I was returning my sword to its scabbard when behind me there was a sudden splash, and I half turned, thinking that Godric had decided to follow me after all—
Not a moment too soon. Hereward, his damp hair flailing, heaved his seax around, aiming for my head. Instinctively I ducked, but in doing so I found myself struggling for balance. My foot had become trapped in the mud and I couldn’t move it quickly enough. With a crash of spray I toppled backwards, plunging into the marsh, my mail dragging me down, and there was water in my mouth and in my nose and in my throat, and I was choking and swallowing and gasping for breath all at the same time, trying somehow to raise my head above the surface, but there was a weight on my chest, holding me under, and my limbs were flailing and my lungs burning, and I could see nothing except white stars dancing in my eyes.
Then there was a hand on my collar, pulling me free of the marsh’s grasp. I inhaled deeply, thankful to find air at last even if only for a moment, and I saw my enemy standing over me, his yellow teeth bared, and in his stone-grey eyes was hatred such as I had never seen.

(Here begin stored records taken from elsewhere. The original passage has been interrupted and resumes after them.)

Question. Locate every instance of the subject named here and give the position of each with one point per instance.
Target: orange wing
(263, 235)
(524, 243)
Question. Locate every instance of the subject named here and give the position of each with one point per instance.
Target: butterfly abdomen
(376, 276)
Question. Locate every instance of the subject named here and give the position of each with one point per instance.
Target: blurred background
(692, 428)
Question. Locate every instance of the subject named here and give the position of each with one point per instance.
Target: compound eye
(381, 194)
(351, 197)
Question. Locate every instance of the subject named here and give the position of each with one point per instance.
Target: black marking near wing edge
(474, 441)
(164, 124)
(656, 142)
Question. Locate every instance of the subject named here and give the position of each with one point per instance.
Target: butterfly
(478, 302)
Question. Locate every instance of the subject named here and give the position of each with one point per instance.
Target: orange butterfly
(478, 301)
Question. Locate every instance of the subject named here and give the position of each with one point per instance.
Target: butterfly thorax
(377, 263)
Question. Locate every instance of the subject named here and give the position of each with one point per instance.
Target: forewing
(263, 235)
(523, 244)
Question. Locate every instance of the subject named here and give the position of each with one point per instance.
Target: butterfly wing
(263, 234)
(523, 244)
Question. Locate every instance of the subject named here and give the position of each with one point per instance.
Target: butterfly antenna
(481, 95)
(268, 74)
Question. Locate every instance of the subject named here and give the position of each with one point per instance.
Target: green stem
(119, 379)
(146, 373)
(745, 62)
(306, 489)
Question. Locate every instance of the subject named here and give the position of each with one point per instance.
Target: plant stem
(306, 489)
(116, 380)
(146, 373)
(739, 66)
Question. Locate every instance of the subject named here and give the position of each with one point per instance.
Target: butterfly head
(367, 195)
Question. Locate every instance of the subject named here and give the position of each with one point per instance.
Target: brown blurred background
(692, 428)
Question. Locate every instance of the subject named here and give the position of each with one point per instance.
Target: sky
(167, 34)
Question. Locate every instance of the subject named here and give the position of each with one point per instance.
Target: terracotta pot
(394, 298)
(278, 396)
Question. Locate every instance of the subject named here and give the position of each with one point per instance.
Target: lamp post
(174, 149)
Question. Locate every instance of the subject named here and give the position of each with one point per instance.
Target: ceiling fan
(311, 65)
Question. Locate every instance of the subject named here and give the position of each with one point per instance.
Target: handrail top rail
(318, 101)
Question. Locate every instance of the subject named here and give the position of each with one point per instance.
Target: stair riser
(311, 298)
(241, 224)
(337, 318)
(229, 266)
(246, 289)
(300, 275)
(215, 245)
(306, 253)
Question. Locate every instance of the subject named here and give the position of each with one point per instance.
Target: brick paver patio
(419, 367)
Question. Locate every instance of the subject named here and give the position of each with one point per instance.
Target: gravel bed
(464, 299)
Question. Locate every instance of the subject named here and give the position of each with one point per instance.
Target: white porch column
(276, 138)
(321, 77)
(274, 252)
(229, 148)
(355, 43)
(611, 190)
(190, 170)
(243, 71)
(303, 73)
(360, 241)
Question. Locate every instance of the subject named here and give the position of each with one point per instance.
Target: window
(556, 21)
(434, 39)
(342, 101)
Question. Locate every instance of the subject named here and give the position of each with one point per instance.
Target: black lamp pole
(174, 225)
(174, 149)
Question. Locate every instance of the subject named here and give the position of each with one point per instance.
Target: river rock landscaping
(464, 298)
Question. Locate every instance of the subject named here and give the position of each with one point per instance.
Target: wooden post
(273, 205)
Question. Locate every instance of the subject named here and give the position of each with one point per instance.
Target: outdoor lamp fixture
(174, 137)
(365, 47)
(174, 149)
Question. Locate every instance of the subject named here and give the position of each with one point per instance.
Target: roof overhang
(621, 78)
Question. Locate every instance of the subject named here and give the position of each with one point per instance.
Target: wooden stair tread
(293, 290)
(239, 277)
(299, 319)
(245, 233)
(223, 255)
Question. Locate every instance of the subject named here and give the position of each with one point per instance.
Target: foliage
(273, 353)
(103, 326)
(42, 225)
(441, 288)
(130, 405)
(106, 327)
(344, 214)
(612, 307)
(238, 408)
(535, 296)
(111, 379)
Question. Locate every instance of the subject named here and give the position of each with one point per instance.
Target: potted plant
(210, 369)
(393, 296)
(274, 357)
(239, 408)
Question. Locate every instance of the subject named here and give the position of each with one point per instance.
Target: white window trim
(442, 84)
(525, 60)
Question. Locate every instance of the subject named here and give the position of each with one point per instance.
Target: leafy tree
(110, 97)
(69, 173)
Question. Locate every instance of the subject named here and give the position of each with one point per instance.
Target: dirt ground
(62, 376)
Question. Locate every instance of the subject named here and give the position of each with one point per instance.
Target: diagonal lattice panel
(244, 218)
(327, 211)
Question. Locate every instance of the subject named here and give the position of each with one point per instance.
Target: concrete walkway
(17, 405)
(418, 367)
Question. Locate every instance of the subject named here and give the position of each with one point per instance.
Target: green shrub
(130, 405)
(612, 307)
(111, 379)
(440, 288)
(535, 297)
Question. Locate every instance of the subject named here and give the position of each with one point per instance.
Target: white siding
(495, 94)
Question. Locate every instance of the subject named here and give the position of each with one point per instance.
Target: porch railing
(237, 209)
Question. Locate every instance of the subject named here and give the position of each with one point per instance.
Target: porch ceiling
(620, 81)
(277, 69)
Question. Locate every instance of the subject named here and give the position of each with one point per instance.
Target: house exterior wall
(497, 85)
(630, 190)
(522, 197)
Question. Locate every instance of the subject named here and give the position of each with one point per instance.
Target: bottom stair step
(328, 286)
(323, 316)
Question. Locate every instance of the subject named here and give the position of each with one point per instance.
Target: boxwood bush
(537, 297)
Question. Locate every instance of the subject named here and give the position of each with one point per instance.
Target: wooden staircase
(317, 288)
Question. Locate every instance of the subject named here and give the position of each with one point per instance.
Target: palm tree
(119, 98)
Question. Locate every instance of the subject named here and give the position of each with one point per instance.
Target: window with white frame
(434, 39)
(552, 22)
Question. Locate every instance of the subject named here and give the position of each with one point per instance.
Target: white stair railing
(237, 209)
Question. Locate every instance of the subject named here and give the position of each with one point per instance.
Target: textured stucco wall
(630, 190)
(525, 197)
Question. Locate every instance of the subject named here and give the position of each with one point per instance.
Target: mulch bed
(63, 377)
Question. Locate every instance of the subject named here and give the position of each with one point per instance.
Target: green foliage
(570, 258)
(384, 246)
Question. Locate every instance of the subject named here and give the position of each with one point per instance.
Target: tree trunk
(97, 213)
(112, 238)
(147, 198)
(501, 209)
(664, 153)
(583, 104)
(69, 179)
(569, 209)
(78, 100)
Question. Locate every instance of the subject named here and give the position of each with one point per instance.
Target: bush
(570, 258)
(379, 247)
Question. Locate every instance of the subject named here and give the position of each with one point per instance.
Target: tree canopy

‘You Frenchmen stole my lands,’ he said, and he was sobbing as he spoke. Tears streamed down his face. ‘You killed my men. Now I’ll kill you!’
I tried to struggle, but couldn’t find the strength. I had just enough presence of mind to take another breath before Hereward let go of my collar and stamped down upon my chest. I could make out his shadowy form standing over me, and the bright spot of the sun behind him, but all my kicking and waving was to no avail, and that was when the fear took me.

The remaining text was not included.